Saturday, November 3, 2007

history-August thru November 2007

While I continued watching and living out the autumn in my inherited garden, the exterior of our house came down around us. Nearly 170 years old, she needed a *little* work, and only a fraction of it could be accomplished before Thanksgiving. I amended the soil in a three foot wide stretch along the west fence, which uncovered a ton, literally, of beautiful but heavy fieldstones. Broke one spade in the process and did my best to remove all gravel, tree foundlings, aggressive periwinkle and a whole manner of other wild things from the new bed.

Pulled as many of the daylillies in this swath as I could stand, worrying the whole time about 'wasting' a flower and planning to transplant them somewhere. This was before I realized that these little firecrackers were nearly impossible to wholly remove from their birthplaces--any little piece of a root will produce a new plant. I later learned that some people consider them weeds. Perfect, I thought, for the bed on the east side of the house that gets completely ignored. I put them in the wheelbarrow and forgot about them until January. Frozen, flooded, and left for dead, they would magically send up new shoots when the weather warmed. I tucked them under rocks and clay in the unamended east bed, with due respect.

The fence bed now cleared, in went 14 Endless Summer and Penny Mac hydrangeas in a line to the barn along with some compost and granulated sulfur. They immediately drooped under the strain of terrible powdery mildew. One 'organic' home brewed baking soda concoction later, I had succeeded in completely defoliating all of them. Thinking that I had killed them. I left them to overwinter and planned to cry about it in the spring.

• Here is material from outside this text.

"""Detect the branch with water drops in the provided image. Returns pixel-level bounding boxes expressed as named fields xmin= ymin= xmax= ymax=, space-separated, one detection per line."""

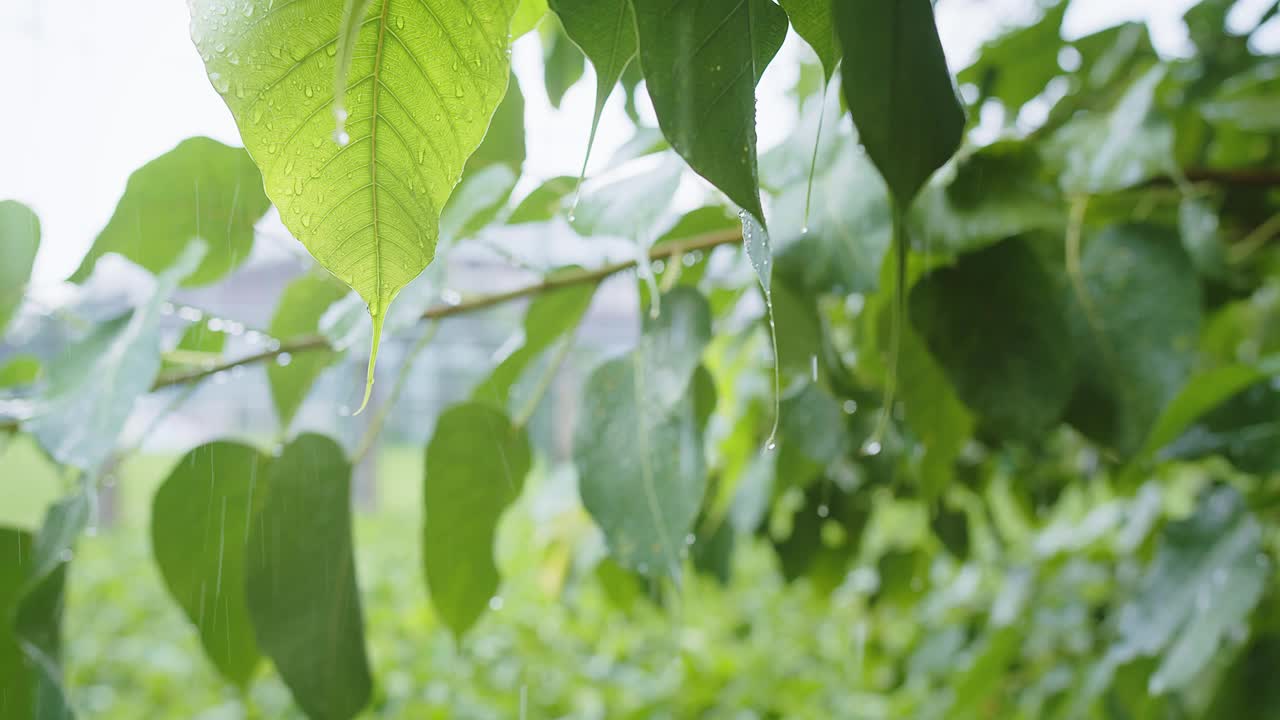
xmin=0 ymin=227 xmax=745 ymax=435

In the interim I planted 80 triumph daffodils in between their dead bodies and a few hundred darwin hybrid tulips in the rear. I wanted something to look at in when warmer weather came besides these 14 dead sticks.

I tried to tuck some bulbs in the front too, but quickly realized that they had little chance of survival with all the commotion out there. I saved what I could, moved the azaleas and roses and a few other things to the rear and left the rest to the mercy of the sand-blaster and heavy boots.